Goat anti human tslpr antibody

Four-week-old female nude mice were purchased from Chinese Academy of Science (Shanghai) and housed in a pathogen-free facility. Experimental procedures were in accordance with the Animal Care and Use Committee at Fudan University. Recombinant human TSLP, rabbit anti-human TSLP antibody and goat anti-human TSLPR antibody applied for immunocytochemistry were purchased from R&D. FITC-conjugated anti-human TSLPR antibody were purchased from eBioscience.

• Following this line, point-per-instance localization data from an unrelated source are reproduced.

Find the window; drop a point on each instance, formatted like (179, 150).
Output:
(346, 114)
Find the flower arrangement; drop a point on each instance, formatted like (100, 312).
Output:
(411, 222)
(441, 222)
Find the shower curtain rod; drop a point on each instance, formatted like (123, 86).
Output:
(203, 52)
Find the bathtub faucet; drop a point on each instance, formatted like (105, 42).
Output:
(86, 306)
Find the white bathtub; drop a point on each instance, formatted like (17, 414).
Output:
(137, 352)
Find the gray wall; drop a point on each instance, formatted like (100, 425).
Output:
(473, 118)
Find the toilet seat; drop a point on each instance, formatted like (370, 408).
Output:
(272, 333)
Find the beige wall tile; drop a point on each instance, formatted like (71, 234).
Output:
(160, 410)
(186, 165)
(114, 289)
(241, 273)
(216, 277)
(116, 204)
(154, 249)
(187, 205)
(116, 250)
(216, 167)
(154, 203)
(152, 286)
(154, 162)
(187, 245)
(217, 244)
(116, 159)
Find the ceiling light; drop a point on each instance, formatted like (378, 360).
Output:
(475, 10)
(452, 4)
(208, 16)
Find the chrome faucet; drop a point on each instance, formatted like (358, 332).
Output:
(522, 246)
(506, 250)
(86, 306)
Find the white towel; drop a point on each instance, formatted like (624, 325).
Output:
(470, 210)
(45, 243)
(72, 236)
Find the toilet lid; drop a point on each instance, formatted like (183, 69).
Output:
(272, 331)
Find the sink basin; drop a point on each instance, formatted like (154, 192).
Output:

For the detection of TSLPR expression by colon cancer cells, the coverslips were put into 6-well plate before the seeding of colon cancer cells, the cell climbing slices were taken out and fixed in 4% paraformaldehyde. Paraffin-embedded human colon sections and climbing slices were incubated with rabbit anti-human TSLP antibody and goat anti-human TSLPR antibody (1:100 dilution, R&D), respectively. The secondary antibody used was HRP-conjugated goat anti-rabbit IgG and mouse anti-goat IgG (1:200 dilution, ebioscience), respectively. Slices added with PBS instead of the primary antibodies were used as negative controls. The intensity of TSLP staining was evaluated in a blind manner by two independent investigators and graded by a 5-scale system (0, no signal; 1, weak; 2, moderate; 3, strong; 4, very strong; and 5, extremely strong). Paraffin-embedded sections of tumor excised from the mice were stained with Hematoxylin & Eosin. The necrotic areas were examined under microscope. Detection of fluorescence binding to 3′-OH of DNA fragments was performed with the TUNEL in situ cell death detection kit-POD (Roche), according to the manufacturer's instruction.